Embrace the dark data matter

Companies, big and small, all have the same problem when it comes to data analytics. Despite the best efforts of IT and senior management, business users end up building shadow BI/data systems of their own. Talk to anyone who has been part of a large scale BI implementation, they would readily accept that the end result turns out to be to just take data from the right sources, clean it and provide in an Excel format. So much so that, in many a places, the busiest time for the mail exchange is usually the 30 minutes before the official business hours. That is when thousands if not hundreds of reports get delivered in Excel format to business users across the organisation. These Excel datasets form the basis of spreadmarts or dark data matter, that no one has a clue it exists but invariably forms the core fabric of the decision making process in an organisation.

Data is gold, but not technology itself

Business users don’t care about technology, they don’t participate in the NoSQL vs SQL debate, they don’t care which visualisation tool offers in-memory capabilities or about write back features into OLAP cubes. Don’t get me wrong, as a total Data Geek, this is what gets my creative juices flowing. But end business users care one and only about accessibility of the right data. Once they have the right data, they can do whatever they want with it.

They can plug in their human intelligence (move over AI bots, nothing beats clever clogs when it comes to modelling decisions) to understand what is impacting their business and why.

Flexibility is the key

Neither is this modelling culture inefficient nor is a waste of time and money, let’s take a step back. Isn’t this what a modern day enterprise should be doing in the first place. Democratise information and make it available to every stakeholder and let them decide what they want to do with it.

This is where an analytics sandbox comes into play. Click here to read more about it, definitely one of the finest articles I have seen online on this topic. As it rightly points out, what fascinates the business users is the flexibility of Excel (and spreadsheets) to plugin any data and create business rules with it. But that flexibility is also the key frustration of IT, in that they don’t have a clue what is going on in the individual PCs. It could be that there are really valuable insights lurking in those spreadmarts, which could be distributed to other users for decision making. You need to find the right platform to enable these spreadmarts.

Just sharing these spreadsheets on SharePoint or DropBox is not going to solve the problem. You need an area where business users can create models without restraint, clone them, add rules, create outcomes, slide and dice across business attributes and build dashboards full of KPIs based on those outcomes. You want them to do this without sitting in umpteen meetings or sprint planning sessions. And you want the main source of data for that area to be a clean dataset that has undergone transformations deemed as fit for analysis by the gatekeepers of the data. That main source can then be mashed up with other minor data sources as needed by the business users for their specific situational analysis.

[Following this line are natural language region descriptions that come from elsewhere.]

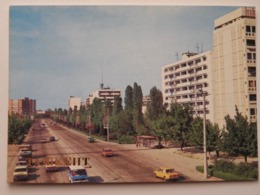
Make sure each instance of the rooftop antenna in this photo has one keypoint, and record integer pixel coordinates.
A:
(201, 47)
(102, 84)
(177, 55)
(198, 47)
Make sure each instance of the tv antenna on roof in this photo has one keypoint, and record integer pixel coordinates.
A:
(197, 47)
(102, 84)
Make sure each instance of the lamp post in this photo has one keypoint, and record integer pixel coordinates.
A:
(204, 94)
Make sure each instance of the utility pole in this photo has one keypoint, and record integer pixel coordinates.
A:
(107, 125)
(204, 93)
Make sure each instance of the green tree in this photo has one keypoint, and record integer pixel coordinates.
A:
(97, 114)
(138, 121)
(155, 107)
(182, 116)
(238, 136)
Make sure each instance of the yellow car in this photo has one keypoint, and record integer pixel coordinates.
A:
(167, 174)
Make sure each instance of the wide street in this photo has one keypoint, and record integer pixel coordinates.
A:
(128, 164)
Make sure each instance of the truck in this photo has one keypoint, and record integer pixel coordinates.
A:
(77, 174)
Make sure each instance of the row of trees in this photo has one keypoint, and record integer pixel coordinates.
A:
(176, 124)
(17, 128)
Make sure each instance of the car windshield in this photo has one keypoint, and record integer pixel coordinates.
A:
(20, 170)
(169, 170)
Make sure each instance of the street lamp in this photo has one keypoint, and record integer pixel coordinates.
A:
(204, 94)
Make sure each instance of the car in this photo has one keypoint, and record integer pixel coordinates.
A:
(25, 146)
(52, 138)
(167, 174)
(22, 163)
(20, 173)
(91, 139)
(25, 154)
(77, 174)
(43, 141)
(107, 152)
(51, 165)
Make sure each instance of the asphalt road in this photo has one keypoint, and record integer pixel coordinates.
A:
(126, 165)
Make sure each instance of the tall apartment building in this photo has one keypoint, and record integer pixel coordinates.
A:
(235, 65)
(74, 101)
(22, 107)
(104, 94)
(183, 80)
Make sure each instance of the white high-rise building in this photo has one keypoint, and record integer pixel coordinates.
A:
(74, 101)
(104, 94)
(235, 65)
(183, 82)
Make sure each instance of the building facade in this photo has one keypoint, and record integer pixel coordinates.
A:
(22, 107)
(74, 101)
(234, 48)
(186, 80)
(104, 94)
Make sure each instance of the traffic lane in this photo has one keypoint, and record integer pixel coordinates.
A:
(125, 166)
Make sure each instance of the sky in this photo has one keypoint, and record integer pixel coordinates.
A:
(61, 51)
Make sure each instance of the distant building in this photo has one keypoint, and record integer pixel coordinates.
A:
(235, 64)
(183, 80)
(22, 107)
(74, 101)
(104, 94)
(146, 100)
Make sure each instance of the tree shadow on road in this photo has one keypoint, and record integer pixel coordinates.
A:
(95, 179)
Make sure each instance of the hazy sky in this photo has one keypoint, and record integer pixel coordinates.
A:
(59, 51)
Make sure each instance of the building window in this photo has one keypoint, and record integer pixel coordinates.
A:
(248, 29)
(249, 56)
(252, 97)
(251, 71)
(253, 29)
(250, 42)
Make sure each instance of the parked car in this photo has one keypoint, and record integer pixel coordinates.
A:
(20, 173)
(22, 163)
(91, 139)
(25, 146)
(167, 174)
(77, 174)
(52, 138)
(107, 152)
(24, 154)
(51, 166)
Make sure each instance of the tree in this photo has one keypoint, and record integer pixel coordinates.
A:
(196, 134)
(138, 122)
(97, 114)
(162, 128)
(182, 116)
(155, 107)
(239, 136)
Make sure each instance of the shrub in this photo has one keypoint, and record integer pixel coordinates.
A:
(246, 170)
(224, 166)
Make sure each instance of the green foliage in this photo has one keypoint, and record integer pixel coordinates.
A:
(246, 170)
(126, 139)
(224, 166)
(182, 117)
(17, 127)
(239, 138)
(244, 174)
(155, 107)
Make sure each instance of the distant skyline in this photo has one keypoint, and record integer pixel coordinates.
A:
(60, 51)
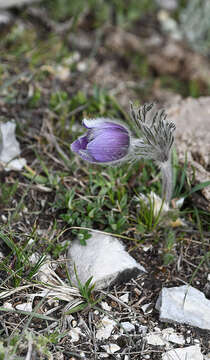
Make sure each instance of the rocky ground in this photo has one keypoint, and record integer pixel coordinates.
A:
(58, 67)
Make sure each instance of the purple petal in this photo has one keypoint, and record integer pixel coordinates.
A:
(80, 144)
(109, 145)
(101, 123)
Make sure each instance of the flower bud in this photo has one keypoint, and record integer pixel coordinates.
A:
(104, 142)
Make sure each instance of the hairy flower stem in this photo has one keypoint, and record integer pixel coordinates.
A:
(167, 183)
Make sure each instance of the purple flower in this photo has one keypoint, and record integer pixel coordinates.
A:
(104, 142)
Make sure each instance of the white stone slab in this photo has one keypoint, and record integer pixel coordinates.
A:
(9, 147)
(185, 305)
(188, 353)
(104, 258)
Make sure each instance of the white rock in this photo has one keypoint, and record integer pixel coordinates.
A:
(155, 339)
(167, 4)
(111, 348)
(185, 305)
(9, 147)
(127, 326)
(124, 298)
(25, 306)
(104, 258)
(75, 334)
(170, 335)
(105, 328)
(146, 308)
(187, 353)
(143, 329)
(4, 4)
(105, 306)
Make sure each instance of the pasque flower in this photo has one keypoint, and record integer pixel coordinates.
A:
(104, 142)
(107, 141)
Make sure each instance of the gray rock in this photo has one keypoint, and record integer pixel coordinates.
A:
(104, 258)
(127, 326)
(185, 305)
(188, 353)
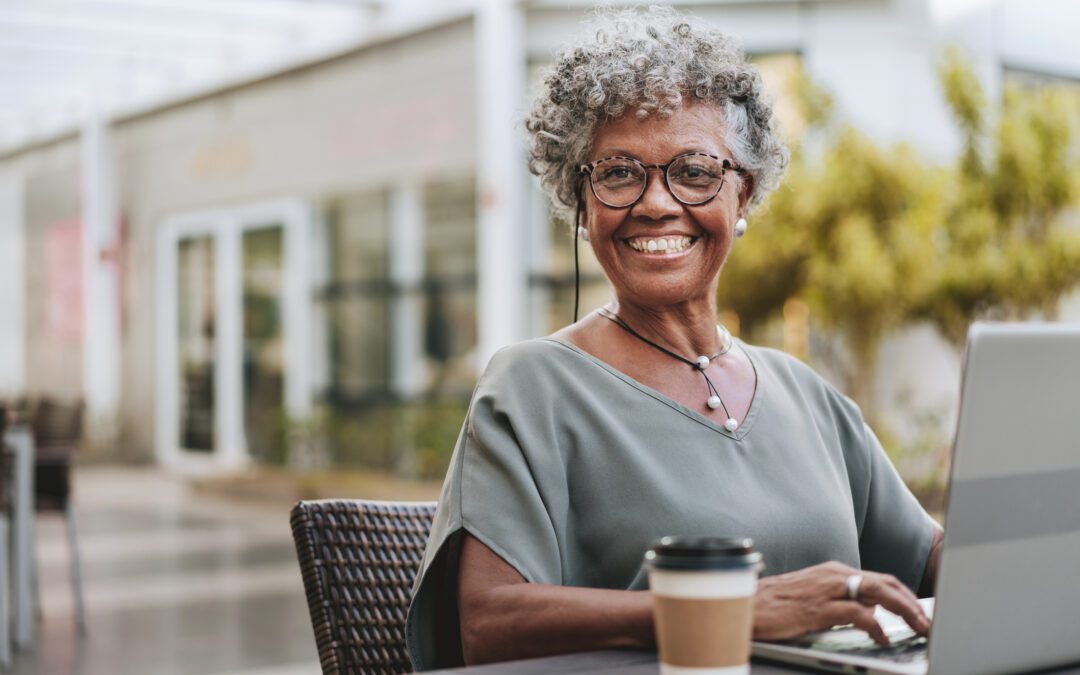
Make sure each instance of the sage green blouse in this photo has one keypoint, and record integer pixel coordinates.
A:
(569, 469)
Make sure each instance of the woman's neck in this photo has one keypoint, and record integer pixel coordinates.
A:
(687, 328)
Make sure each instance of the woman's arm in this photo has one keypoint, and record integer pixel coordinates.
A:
(930, 576)
(503, 617)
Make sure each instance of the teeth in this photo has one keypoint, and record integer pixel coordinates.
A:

Business language only please

Business users  have functional responsibilities in an organisation, be it finance, marketing, operations or sales. Building decision models is only a sub-task, for which they shouldn’t have to spend too much time doing it. Building using natural business language also means that, any consumer of insights out of these models can easily understand them without email chains and PowerPoint presentations to explain the business logic behind the model.

Giving them read only access to a copy of the data using a querying tool doesn’t help. You can’t expect them to learn SQL syntax or learn coding to build the analytical models in the sandbox area. What you really need is a tool as simple as spreadsheets when it comes to maintaining rules and building outcomes. To underpin that simplicity, you need a framework that stores data in a format to enable flexibility.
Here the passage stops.